Le viol au-dessus des idées reçues

SUCKER Danièle, Éd.Plon, 2021, 261 p.

Le viol est un sujet que l’on préfère éviter. Cette question traine derrière elle trop d’incompréhensions, de malentendus et de préjugés. L’occasion ici de déconstruire toutes ces représentations.

Selon l’OMS, 20 % des femmes seraient victimes de viol dans le monde et 10 % des hommes. Cette effraction dans le corps de l’autre, ce meurtre pas saccage de ce qu’il y a de plus précieux chez chacun(e) constituent l’une des pires violences que l’on puisse infliger à un être humain. Celle qui s’approprie l’intimité, l’intégrité et l’essence de l’autre.

Et pourtant, un sondage réalisé en 2016 est ahurissant. Il révèle que 15% des français interrogés trouvent le viol acceptable dans certaines circonstances, notamment quand la victime porte des vêtements provocants. Et 31% que celle-ci en est en partie responsable !  On mesure le chemin qui reste à parcourir …

Les racines du viol ne sont pas à chercher du côté d’une soi-disant nature humaine. Non « la femme » n’est pas tentatrice et ensorceleuse. Pas plus que « l’homme » ne se réduit à une bête en rut toujours prêt à sauter sur l’autre.
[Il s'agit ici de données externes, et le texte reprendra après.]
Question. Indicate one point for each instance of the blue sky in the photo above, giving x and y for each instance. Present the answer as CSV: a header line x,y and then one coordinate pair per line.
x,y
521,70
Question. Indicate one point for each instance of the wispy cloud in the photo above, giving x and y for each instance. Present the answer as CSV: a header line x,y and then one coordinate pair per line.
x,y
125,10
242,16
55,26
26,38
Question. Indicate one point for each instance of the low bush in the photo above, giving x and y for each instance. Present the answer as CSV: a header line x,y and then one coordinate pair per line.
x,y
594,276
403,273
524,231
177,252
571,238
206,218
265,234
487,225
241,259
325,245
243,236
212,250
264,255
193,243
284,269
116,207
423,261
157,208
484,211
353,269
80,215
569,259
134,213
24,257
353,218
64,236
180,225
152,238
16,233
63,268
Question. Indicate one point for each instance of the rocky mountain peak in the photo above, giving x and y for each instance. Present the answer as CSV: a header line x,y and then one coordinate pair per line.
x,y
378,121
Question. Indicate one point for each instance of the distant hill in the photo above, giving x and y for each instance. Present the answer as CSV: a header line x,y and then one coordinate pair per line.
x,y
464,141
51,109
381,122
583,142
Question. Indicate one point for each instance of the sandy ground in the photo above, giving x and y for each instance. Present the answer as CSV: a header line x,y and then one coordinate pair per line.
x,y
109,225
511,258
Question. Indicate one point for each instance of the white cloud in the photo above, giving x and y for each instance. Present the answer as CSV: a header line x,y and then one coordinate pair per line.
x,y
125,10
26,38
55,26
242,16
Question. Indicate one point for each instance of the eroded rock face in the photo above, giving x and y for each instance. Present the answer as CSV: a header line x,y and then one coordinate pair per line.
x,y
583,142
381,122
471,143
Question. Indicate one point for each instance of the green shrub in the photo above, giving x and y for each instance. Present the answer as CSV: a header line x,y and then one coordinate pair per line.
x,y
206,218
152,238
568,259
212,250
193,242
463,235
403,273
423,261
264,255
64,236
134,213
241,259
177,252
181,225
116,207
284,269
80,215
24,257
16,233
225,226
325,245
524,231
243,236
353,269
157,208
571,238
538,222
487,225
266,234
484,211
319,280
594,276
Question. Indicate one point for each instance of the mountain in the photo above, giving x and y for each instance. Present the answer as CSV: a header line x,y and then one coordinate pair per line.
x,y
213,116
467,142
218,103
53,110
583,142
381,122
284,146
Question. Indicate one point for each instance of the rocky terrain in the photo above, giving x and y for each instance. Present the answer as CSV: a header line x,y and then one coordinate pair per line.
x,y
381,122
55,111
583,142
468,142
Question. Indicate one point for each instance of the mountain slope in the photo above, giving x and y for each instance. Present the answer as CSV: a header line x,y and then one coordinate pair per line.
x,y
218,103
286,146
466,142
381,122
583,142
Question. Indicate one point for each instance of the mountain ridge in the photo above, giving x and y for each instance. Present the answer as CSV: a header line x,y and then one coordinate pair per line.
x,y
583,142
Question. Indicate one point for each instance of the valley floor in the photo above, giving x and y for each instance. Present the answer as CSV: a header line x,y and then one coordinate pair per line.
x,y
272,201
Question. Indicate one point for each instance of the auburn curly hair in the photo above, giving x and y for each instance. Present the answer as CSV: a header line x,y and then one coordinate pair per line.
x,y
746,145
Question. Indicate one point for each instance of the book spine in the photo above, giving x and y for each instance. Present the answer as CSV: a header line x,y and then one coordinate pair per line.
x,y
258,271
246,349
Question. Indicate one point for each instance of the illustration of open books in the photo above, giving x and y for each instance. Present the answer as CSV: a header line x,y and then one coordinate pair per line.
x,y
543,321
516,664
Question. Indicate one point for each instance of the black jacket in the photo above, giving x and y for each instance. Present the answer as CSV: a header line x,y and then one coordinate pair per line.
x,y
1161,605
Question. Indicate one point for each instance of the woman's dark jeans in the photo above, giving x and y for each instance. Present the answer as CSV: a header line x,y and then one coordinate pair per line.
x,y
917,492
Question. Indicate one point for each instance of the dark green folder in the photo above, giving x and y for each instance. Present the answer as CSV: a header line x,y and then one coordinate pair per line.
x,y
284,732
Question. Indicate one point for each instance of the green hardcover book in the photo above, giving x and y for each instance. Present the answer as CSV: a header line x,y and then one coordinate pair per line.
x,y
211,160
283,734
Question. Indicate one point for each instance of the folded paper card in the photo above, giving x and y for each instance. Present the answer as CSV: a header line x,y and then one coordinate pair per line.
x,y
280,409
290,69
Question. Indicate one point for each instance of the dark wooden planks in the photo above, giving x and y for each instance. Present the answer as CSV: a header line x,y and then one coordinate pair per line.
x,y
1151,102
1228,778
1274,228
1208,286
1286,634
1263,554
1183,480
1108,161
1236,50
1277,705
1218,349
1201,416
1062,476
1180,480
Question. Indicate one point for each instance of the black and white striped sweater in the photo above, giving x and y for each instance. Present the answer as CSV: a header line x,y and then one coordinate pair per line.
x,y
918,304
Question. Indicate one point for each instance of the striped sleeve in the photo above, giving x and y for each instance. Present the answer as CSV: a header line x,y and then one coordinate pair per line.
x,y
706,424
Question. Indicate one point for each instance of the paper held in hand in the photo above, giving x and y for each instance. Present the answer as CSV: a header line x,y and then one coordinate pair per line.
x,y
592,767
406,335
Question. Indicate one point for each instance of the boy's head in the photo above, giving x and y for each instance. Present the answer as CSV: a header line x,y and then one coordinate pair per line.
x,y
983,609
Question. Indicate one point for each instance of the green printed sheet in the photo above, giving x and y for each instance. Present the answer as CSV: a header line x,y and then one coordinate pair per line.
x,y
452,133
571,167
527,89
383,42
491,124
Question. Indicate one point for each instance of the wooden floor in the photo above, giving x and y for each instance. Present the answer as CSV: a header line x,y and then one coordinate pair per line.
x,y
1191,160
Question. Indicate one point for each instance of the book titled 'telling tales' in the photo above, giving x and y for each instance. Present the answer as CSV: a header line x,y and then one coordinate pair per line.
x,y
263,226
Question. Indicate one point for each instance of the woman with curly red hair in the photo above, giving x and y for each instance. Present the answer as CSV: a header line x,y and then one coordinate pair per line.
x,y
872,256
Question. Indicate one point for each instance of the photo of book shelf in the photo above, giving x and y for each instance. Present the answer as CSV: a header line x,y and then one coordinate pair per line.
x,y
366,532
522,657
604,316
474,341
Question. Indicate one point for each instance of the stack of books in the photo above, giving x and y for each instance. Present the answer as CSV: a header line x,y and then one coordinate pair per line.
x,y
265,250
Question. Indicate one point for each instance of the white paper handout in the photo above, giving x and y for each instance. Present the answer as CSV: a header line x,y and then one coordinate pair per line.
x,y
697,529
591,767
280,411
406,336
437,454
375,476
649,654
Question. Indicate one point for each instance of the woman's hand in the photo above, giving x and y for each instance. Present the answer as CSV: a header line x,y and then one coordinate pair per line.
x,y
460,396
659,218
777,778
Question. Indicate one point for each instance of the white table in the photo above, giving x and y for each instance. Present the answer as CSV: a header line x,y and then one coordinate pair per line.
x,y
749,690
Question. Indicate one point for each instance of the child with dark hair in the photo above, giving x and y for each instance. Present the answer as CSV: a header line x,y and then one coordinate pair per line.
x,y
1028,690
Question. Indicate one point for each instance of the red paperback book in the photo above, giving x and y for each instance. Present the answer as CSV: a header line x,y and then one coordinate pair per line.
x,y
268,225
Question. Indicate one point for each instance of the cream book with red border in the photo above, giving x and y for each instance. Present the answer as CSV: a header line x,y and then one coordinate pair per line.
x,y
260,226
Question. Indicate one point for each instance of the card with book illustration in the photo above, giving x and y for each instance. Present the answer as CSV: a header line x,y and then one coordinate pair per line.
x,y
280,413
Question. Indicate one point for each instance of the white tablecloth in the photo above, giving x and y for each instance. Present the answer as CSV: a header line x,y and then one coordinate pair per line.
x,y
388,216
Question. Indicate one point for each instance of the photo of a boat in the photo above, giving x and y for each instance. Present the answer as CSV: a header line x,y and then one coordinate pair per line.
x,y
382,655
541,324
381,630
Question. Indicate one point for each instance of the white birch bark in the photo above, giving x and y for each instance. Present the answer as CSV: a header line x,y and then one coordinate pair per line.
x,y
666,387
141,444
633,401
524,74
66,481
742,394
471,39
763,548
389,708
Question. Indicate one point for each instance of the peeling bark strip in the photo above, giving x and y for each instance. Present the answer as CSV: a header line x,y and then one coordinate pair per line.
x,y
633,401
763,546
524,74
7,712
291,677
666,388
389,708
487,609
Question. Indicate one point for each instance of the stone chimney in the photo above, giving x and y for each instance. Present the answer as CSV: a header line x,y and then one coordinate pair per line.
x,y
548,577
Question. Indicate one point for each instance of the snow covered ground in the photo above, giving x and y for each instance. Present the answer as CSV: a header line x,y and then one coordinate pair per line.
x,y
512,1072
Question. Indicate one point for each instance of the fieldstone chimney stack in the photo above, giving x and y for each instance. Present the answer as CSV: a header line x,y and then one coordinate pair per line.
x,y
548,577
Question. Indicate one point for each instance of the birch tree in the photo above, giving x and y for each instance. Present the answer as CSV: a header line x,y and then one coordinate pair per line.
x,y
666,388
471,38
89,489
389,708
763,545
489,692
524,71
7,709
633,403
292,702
Certes, notre société est marquée par l’hypersexualisation des mœurs. Le culte de la performance virile en matière de sexualité encombre encore les représentations masculines. Et il est culturellement admis qu’une attitude sexuellement connotée signifie nécessairement une disponibilité à la relation.

Mais, le viol n’est pas la conséquence d’un désir sexuel qui ne peut être réfréné. Il est le produit de la recherche d’une jouissance autre que génitale. Il est avant tout la manifestation du pouvoir exercé sur le corps d’autrui et de la toute-puissance imposée à un autre, choisi pour sa fragilité et sa vulnérabilité.

Se promener seul(e) la nuit, suivre un inconnu, porter des vêtements trop sexy, adopter une sexualité active, déposer plainte tardivement … Autant de comportements trop souvent considérés comme « à risque » ou compromettants. L’auteure démonte, un par un, ces préjugés qui n’ont pour seule fonction que de culpabiliser la victime.

Alors qu’elle doit, au contraire, bénéficier d’une écoute attentive et bienveillante. L’accompagnement doit se déployer avec douceur et empathie. Car son témoignage la fait replonger au cœur du traumatisme vécu, faisant resurgir un cauchemar d’angoisses, de dégout et de terreur.

A l’inverse, bien des réactions sont à proscrire. Cela va des regards dubitatifs aux questions indécentes, des accusations à peine voilées aux plaisanteries grossières. Le ton utilisé, le contenu des propos tenus, le langage non verbal adopté laissent transparaître l’état d’esprit de la personne qui dialogue avec la victime.

Le violeur apparaît, dans la plupart des cas, parfaitement normal, présentant une intégration sociale tout à fait standardisée. Il sait exactement ce qu’il fait. Rien ne permet de relativiser son acte. Ni l’emprise de l’alcool, de la drogue ou la fréquentation de la pornographie, ni la mauvaise interprétation du consentement de la victime ou la déficience mentale.

Seules, peut-être, les violences subies dans l’enfance peuvent expliquer celles que l’adulte va déployer plus tard. Passer de la soumission subie à la toute-puissance, de la passivité vécue à l’action, de l’être détruit à celui qui détruit, du blessé au sentiment d’indestructibilité, du dominé au dominant… Mais ce n’est pas une fatalité de faire vivre à autrui la destruction qu’on a subie soi-même. La plupart des enfants battus ou violés eux-mêmes ne reproduisent pas leurs traumatismes sur les autres.

L’auteur émet bien des doutes quant à la curabilité des pires des agresseurs commettant des crimes sexuels : ceux qui sont atteint de psychopathie. Parce qu’ils consacrent toute leur vie à la satisfaction de leurs seuls désirs. Parce qu’ils n’accordent aucune valeur à leur victime. Parce que leur absence de remords et de culpabilité, leur égocentrisme et leur absence de contrôle du comportement mettent en échec les tentatives de thérapie.

Elle préconise bien plutôt de promouvoir la prévention. Dès le plus jeune âge, il est essentiel développer l’empathie, d’éduquer à identifier le malaise vécu par autrui, d’amplifier la capacité à se mettre en lien. Mais aussi d’identifier le plus tôt possible les jeunes victimes de mauvais traitements afin d’éviter la reproduction de la frustration, de l’humiliation, des atteintes au narcissisme subies.